TECHNICAL REPORT SERIES · MARCH 2026

Temporal State Compression
Research Series

A three-part investigation into compressing transformer KV caches using keyframe + delta encoding — the same principle as video compression. From first principles to 125× compression at zero quality loss.

125×
Best defensible
modern arch
1.000
Top-1 match rate
at 125×
0.057
KL divergence
at 125×
20.8×
Over Google
QuIP# (6×)
PART I March 2026
Temporal State Compression for Transformer KV Caches:
63× Lossy Compression with Zero Measurable Quality Loss
Introduces TSC and the core prefer_append_for_growing insight. Fixes the root bug (max_delta_error calibration) that caused every step to fall back to keyframes. Validates 7.98× lossless and 63× lossy on GPT-2 across WikiText-2, with top-1=1.0000 and ppl_delta=−0.03.
7.98× lossless 63× lossy top-1 = 1.0000 ppl_delta = −0.03 10.5× over QuIP# seq 128–1024 validated
PART II March 2026
Beyond 84×: A Vector Quantization Quality Framework
for Transformer KV Cache Compression
Investigates stacking VQ on TSC keyframes to reach extreme ratios. Identifies root cause of 1034× being unusable (per-head KV magnitude distributions). Builds a three-stage quality framework: per-head normalization, selective fp16 fallback, and Product Quantization. Establishes 84× (TSC + H2O eviction) and 219× (PQ) as defensible operating points.
84× + eviction 219× PQ (KL=0.05) 1034× archival KV magnitude root cause 14× over QuIP# H2O eviction at 75% retention
PART III March 2026 ✦ New
TSC at Scale: Modern Architecture Validation,
the Cross-Layer Weight Question, and a Definitive
Production Compression Hierarchy
Extends validation to TinyLlama-1.1B (RoPE + RMSNorm + GQA — the Gemma/LLaMA-3/Qwen-2 architecture class) at seq=1024. The selective VQ tier reaches 125× at KL=0.057 with top-1=1.000 on modern architecture. Also closes the weight compression question: a systematic probe finds inter-layer weight delta/weight ratios of 1.25–1.44×, conclusively ruling out cross-layer delta compression.
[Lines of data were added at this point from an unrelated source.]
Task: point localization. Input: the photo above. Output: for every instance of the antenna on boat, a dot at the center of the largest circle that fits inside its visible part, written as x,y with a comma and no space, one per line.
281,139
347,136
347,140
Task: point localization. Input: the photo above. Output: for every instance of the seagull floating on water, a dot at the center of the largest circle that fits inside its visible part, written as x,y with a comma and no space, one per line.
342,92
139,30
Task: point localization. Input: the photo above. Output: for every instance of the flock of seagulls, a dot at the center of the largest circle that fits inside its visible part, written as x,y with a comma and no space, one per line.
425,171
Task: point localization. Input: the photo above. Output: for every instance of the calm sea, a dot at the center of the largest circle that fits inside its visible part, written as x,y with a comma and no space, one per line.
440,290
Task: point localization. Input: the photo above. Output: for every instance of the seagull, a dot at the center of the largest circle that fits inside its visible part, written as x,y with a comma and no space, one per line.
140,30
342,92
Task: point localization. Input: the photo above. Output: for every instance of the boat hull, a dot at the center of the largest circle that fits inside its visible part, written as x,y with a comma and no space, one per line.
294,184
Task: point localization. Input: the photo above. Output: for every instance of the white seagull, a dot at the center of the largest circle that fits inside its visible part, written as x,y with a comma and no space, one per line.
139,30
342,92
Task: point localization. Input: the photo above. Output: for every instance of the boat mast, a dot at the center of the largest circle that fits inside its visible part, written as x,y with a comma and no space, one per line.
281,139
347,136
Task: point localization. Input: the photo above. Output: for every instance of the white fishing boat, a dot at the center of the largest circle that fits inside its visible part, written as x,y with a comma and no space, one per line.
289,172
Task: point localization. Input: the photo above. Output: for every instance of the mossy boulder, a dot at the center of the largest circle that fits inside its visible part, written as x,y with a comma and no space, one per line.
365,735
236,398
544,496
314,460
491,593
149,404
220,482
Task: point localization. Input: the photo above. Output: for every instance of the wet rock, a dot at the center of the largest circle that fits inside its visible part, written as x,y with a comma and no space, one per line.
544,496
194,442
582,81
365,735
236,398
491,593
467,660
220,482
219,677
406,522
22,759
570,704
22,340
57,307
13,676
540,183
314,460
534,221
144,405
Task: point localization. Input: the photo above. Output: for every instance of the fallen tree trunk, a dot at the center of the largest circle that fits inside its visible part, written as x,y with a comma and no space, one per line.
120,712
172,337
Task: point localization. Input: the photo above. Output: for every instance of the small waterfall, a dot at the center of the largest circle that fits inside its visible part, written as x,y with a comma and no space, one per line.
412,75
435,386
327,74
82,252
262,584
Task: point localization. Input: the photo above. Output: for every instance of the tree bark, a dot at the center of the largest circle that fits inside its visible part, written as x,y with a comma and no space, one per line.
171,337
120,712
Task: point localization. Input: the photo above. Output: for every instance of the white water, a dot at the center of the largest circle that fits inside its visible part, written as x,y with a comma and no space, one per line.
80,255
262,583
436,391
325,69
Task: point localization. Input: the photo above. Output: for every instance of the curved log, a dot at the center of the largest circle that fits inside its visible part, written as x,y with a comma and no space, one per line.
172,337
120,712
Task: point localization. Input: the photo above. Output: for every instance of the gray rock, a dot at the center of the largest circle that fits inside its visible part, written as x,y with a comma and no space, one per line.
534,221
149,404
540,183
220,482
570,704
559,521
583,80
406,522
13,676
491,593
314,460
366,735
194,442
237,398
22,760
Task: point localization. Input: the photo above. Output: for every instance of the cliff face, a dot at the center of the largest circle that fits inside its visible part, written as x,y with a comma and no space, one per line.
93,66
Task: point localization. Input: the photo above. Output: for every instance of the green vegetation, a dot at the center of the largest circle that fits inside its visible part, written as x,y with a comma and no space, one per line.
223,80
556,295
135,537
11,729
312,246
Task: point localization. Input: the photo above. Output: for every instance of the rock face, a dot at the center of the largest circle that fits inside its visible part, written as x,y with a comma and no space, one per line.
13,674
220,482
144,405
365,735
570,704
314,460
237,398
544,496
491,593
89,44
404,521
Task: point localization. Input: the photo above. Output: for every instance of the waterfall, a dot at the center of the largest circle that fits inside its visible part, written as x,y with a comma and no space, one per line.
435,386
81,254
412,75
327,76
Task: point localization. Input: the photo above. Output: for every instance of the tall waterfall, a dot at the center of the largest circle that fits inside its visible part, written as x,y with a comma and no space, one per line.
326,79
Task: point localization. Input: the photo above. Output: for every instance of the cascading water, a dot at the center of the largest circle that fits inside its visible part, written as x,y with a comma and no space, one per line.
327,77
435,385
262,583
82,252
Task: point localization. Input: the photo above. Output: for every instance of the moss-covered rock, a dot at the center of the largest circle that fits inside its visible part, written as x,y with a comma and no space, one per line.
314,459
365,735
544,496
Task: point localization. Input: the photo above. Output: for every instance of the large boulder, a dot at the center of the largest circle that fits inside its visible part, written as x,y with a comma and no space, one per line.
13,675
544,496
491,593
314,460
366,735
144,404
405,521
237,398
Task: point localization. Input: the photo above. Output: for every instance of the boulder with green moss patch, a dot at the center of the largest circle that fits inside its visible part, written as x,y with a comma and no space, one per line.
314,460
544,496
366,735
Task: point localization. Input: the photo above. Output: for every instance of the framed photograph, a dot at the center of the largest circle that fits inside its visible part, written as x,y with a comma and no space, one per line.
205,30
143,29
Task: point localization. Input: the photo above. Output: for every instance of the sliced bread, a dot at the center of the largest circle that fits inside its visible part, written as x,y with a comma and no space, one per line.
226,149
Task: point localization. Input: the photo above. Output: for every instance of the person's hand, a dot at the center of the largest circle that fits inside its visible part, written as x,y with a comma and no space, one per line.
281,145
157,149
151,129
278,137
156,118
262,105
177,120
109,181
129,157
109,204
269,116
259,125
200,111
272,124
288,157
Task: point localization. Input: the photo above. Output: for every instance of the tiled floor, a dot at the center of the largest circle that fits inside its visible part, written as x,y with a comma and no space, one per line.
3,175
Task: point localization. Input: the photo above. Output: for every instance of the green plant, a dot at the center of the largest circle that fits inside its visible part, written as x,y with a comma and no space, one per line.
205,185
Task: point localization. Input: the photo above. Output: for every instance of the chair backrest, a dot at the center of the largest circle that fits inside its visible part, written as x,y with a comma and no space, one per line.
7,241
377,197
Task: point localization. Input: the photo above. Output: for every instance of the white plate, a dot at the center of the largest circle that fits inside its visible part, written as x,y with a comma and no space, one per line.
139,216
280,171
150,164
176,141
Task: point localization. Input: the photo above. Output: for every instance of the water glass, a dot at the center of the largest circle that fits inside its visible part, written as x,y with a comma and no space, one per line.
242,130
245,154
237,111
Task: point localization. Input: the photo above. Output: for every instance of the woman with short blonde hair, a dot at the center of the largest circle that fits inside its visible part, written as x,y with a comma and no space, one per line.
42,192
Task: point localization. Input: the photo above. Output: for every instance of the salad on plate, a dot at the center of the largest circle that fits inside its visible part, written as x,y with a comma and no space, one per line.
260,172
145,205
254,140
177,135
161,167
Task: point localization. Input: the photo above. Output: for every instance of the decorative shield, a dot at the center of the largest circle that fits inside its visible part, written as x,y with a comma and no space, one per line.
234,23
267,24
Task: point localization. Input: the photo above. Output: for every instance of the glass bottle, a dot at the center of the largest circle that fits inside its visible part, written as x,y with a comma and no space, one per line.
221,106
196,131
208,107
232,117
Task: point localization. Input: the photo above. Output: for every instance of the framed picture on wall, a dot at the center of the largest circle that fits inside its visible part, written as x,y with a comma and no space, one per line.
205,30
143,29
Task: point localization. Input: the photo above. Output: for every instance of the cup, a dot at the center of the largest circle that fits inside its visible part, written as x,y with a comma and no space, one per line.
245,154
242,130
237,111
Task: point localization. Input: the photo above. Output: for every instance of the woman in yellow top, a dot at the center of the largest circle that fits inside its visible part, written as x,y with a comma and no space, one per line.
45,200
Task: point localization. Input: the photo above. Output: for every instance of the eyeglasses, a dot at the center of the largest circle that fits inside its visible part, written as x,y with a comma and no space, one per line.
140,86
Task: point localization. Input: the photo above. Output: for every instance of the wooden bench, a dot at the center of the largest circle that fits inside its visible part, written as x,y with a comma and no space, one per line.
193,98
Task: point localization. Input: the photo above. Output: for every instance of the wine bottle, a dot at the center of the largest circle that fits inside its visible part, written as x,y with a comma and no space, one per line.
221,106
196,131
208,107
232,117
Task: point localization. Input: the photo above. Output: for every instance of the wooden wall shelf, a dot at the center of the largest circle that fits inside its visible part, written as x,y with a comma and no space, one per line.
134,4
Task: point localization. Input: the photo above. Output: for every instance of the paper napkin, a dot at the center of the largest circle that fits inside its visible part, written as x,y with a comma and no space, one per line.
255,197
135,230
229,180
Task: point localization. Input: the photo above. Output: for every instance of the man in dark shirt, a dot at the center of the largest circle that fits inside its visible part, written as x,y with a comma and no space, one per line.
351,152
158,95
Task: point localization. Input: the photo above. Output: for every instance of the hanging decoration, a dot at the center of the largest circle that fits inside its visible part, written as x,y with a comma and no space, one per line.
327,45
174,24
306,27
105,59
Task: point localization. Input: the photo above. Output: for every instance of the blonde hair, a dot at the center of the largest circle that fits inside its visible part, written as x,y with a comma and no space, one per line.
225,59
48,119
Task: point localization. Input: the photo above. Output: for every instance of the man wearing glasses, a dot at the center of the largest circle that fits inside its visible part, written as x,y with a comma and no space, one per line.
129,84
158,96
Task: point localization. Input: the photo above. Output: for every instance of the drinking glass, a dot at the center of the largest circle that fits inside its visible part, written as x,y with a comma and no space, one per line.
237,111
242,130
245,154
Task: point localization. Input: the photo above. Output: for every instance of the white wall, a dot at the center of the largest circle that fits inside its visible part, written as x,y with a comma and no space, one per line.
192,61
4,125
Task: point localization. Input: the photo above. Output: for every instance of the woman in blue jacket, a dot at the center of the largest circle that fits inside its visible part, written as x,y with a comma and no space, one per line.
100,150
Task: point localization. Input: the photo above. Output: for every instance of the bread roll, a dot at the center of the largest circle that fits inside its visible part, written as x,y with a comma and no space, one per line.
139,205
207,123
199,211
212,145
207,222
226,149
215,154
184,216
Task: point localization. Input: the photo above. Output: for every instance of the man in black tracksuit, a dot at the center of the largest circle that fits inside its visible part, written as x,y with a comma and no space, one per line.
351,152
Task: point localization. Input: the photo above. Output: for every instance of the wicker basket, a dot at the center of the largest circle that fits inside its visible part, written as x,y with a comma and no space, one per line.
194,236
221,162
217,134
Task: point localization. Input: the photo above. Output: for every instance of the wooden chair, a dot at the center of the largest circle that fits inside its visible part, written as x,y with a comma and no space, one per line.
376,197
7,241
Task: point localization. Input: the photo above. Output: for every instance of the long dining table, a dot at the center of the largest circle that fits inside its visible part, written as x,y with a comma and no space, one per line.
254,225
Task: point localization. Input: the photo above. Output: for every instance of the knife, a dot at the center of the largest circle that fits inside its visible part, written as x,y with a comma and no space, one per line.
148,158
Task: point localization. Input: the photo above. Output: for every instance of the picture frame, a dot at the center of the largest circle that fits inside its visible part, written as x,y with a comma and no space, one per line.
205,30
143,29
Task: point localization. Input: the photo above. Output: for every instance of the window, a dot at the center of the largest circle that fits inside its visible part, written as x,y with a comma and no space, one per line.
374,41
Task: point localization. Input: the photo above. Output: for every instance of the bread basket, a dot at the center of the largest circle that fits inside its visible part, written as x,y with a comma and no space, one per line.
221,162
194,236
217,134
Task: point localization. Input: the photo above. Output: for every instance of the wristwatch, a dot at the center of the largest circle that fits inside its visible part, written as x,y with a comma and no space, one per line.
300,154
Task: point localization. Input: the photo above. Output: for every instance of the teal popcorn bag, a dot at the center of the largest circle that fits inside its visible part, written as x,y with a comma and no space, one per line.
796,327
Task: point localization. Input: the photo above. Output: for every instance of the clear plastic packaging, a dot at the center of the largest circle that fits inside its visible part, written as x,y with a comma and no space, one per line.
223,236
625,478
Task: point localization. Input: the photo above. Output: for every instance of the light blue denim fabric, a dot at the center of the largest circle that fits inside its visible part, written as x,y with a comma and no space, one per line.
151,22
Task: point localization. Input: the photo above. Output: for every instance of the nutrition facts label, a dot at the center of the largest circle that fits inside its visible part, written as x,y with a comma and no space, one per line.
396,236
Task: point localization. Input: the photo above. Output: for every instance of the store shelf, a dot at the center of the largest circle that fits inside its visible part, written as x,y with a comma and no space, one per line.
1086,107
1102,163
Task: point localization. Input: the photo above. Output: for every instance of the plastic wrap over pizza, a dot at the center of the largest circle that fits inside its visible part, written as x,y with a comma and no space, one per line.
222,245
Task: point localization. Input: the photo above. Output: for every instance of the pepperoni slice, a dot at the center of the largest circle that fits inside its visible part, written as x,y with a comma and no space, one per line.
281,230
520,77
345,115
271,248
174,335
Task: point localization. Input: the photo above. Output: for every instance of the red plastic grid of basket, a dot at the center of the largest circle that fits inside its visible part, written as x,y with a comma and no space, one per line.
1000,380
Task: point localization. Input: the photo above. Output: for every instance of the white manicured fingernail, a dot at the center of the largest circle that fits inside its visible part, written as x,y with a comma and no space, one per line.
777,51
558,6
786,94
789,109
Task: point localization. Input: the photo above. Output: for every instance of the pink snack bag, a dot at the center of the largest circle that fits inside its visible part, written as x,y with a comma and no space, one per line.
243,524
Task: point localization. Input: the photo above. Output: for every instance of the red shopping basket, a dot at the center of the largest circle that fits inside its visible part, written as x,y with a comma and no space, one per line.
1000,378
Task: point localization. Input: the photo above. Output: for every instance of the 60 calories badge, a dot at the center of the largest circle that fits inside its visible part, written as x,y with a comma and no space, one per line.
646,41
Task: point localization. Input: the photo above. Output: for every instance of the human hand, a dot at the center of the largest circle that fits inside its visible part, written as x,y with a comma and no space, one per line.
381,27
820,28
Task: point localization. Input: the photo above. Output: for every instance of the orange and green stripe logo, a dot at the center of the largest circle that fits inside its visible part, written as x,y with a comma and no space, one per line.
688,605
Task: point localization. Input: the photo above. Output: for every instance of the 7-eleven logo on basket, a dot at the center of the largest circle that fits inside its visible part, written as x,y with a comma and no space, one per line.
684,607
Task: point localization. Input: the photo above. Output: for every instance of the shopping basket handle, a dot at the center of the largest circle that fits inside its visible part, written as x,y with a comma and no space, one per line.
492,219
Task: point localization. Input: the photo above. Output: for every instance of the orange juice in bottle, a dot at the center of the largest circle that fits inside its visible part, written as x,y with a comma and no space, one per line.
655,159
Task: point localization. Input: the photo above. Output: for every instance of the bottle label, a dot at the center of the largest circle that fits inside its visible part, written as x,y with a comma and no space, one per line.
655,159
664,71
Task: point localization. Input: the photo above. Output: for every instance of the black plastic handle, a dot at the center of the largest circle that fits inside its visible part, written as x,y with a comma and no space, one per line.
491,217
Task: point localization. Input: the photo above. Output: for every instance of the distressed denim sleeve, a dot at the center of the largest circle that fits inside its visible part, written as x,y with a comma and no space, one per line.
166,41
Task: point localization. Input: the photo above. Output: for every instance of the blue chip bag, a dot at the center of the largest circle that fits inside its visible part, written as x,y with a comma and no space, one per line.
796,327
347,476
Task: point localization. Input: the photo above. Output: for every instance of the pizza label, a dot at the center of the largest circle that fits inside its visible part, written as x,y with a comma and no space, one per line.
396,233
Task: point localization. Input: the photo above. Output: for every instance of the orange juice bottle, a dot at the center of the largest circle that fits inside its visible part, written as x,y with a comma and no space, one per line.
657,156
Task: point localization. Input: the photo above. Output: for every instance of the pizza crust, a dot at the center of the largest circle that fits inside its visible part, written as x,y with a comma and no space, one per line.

Closes with the definitive production tier hierarchy and the complete TSC vs QuIP# comparison.
125× at KL=0.057 top-1 = 1.000 seq=1024 validated TinyLlama-1.1B (Gemma class) 20.8× over QuIP# Weight delta: negative result DynamicCache portability

Why KV Cache Compression Matters More Than Weight Compression

The field has focused on model weight compression (GPTQ, AWQ, QuIP#). These are valuable — but weights are a one-time fixed cost. The KV cache is the variable cost that grows with context length, conversation history, and concurrent users. It is the actual bottleneck for long-context production inference.

Google QuIP# (6×)

Compresses model weights. Requires calibration and retraining. Applied once at deployment. Operates on a fixed storage axis. State of the art for weight quantization.

TSC (63–125×)

Compresses KV cache at runtime. No model modification. Works on any pretrained model. Directly addresses the bottleneck that limits context window size in production.

They compose: QuIP# model + TSC KV cache

These compress different things and stack freely. A QuIP#-compressed model running with TSC KV compression gets both savings simultaneously — on independent storage axes with no interference.

At the 125× tier, a LLaMA-3-7B deployment serving 128K-token contexts reduces per-user KV memory from ~67 GB to ~537 MB — allowing ~150 concurrent users on a single A100 where previously only one was possible, at identical generation quality (top-1 match rate = 1.000).